Once I cut the tumor from the tongue it fell down the throat – but since the patient was lying flat and not swallowing under anesthesia it did not go down the throat.
My assistant, who was standing next to Michael during the operation, pulled him out with forceps.
Then I used another arm with a small probe on the end that generated an electric current to cauterize the blood vessels that had been dissected.
With conventional surgery in this part of the body, there can be a lot of bleeding which can cause problems if blood leaks into the lungs. Severe blood loss can also impair heart function. But the robot surgery meant there was no need for stitches as the tumor simply left a small dimple in the tongue, which will heal within three months. If it affects speech, it will do so to a much lesser extent than traditional surgery.

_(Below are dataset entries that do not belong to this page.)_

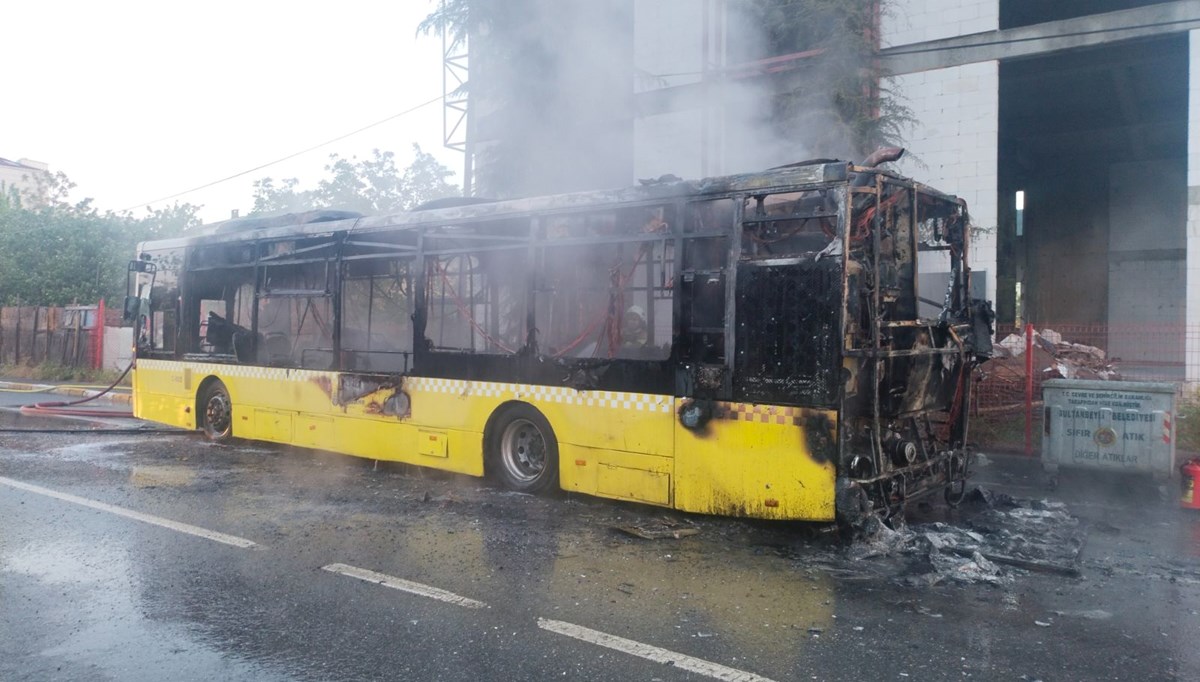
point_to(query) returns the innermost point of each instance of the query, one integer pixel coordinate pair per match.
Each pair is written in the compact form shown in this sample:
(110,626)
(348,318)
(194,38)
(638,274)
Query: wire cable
(268,165)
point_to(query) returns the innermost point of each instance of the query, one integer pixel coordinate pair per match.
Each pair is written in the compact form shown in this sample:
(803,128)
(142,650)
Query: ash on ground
(994,538)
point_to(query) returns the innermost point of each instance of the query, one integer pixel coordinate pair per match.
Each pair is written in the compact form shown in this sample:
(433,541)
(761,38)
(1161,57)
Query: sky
(138,100)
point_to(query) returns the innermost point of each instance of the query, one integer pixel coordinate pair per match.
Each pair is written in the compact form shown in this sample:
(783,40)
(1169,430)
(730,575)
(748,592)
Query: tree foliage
(838,105)
(370,185)
(57,252)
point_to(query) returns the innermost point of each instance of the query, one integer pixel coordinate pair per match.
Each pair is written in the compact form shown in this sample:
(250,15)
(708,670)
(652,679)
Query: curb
(119,398)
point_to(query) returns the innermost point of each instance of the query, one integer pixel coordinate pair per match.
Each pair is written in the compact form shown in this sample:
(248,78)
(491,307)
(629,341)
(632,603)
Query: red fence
(1007,394)
(70,336)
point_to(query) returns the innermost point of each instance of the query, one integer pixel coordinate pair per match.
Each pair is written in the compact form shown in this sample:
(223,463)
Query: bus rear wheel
(522,450)
(217,411)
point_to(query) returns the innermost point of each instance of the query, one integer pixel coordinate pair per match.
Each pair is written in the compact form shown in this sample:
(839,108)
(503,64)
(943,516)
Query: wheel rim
(217,413)
(523,450)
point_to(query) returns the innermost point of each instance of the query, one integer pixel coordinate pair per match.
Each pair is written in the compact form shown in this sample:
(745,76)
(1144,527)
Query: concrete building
(21,174)
(1085,113)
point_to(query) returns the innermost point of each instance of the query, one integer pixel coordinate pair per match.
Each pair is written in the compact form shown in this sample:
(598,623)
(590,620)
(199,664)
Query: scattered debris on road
(665,528)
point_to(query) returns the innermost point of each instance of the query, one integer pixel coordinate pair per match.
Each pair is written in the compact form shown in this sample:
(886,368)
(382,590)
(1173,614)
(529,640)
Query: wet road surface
(322,567)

As an extra precaution against bleeding, I also make a 1 inch incision on one side of the neck at the start of the operation and (permanently) tie off a few blood vessels that supply the tongue, using small clips . The tongue can easily survive with blood on the opposite side.
TORS is a great option for recurrent early-stage cancers of the tonsils or the back of the tongue – with advanced disease the tumor will be larger and there is a greater risk of bleeding and complications .
But for many, it can improve quality of life because it won’t affect speech or the ability to eat. I am delighted that Michael has returned to his full life so quickly and I am happy that we can offer this alternative to patients.